2.3 Design loads
2.3.1 The modes of operation for each unit are to be investigated using realistic loading conditions including gravity loading with relevant environmental loading for its intended areas of operation. The following environmental considerations should be included where applicable: wind, wave, current, ice, seabed conditions, temperature, fouling and earthquake.
2.3.2 Where possible, the above design environmental conditions should be based upon significant data with a period of recurrence of at least 50 years for the most severe anticipated environment.
2.3.3 Results from relevant model tests may be used to substantiate or amplify calculations.
2.3.4 Limiting design data for each mode of operation should be stated in the operating manual.

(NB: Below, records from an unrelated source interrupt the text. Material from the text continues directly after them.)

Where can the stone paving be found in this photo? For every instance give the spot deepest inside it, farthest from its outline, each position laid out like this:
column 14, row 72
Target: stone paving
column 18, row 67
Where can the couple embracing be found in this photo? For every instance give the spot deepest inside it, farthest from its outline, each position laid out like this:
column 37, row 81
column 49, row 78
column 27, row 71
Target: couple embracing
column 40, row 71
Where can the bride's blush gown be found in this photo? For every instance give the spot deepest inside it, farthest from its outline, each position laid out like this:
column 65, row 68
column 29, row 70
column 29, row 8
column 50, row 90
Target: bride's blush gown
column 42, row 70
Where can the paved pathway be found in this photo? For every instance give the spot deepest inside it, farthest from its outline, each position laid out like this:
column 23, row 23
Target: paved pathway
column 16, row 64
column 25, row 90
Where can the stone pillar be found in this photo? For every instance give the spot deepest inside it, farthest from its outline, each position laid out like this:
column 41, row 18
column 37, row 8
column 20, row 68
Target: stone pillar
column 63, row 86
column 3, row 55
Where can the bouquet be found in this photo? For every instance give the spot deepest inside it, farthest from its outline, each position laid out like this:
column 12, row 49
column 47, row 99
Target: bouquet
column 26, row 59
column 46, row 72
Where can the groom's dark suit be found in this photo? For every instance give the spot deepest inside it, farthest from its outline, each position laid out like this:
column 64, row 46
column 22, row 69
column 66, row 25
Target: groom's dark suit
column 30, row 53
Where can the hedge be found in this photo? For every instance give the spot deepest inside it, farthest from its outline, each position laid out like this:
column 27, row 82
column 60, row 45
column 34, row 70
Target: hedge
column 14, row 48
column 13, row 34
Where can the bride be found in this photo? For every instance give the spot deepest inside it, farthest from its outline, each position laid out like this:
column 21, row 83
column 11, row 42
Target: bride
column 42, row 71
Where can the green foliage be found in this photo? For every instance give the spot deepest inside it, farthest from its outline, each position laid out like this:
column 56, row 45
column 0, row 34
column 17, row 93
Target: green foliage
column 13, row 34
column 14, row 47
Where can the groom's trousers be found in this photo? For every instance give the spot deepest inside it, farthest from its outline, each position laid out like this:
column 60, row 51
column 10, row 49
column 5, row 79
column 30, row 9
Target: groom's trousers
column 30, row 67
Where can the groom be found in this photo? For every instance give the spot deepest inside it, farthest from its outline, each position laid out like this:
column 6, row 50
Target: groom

2.3.5 Sustained and gust wind velocities, as relevant, should be considered when determining wind loading. Pressures and resultant forces should be calculated by the method referred to in section 3.2 or by some other method to the satisfaction of the Administration.
2.3.6 Design wave criteria should be described by design wave energy spectra or deterministic design waves having appropriate shape and size. Consideration should be given to waves of lesser height, where, due to their period, the effects on structural elements may be greater.
2.3.7 The wave forces utilized in the design analysis should include the effects of immersion, heeling and accelerations due to motion. Theories used for the calculation of wave forces and the selection of coefficients should be to the satisfaction of the Administration.
2.3.8 Consideration should be given to the interaction of current and waves. Where necessary, the two should be superimposed by adding the current velocity vectorially to the wave particle velocity. The resultant velocity should be used in calculating the structural loading due to current and waves.
Loading due to vortex shedding
2.3.9 Consideration should be given to loading induced in structural members due to vortex shedding.
2.3.10 A loading plan should be prepared to the satisfaction of the Administration showing the maximum design uniform and concentrated deck loading for each area for each mode of operation.
2.3.11 Other relevant loadings should be determined in a manner to the satisfaction of the Administration.
2.4 Structural analysis
2.4.1 Sufficient loading conditions for all modes of operation should be analysed to enable the critical design cases for all principal structural components to be evaluated. This design analysis should be to the satisfaction of the Administration.
2.4.2 The scantlings should be determined on the basis of criteria which combine, in a rational manner, the individual stress components in each structural element. The allowable stresses should be to the satisfaction of the Administration.
2.4.3 Local stresses, including stresses caused by circumferential loading on tubular members, should be added to primary stresses in evaluating combined stress levels.
2.4.4 The buckling strength of structural members should be evaluated where appropriate.
2.4.5 Where deemed necessary by the Administration, a fatigue analysis based on intended operating areas or environments should be provided.
2.4.6 The effect of notches, local stress concentrations and other stress raisers should be allowed for in the design of primary structural elements.
2.4.7 Where possible, structural joints should not be designed to transmit primary tensile stresses through the thickness of plates integral with the joint. Where such joints are unavoidable, the plate material properties and inspection procedures selected to prevent lamellar tearing should be to the satisfaction of the Administration.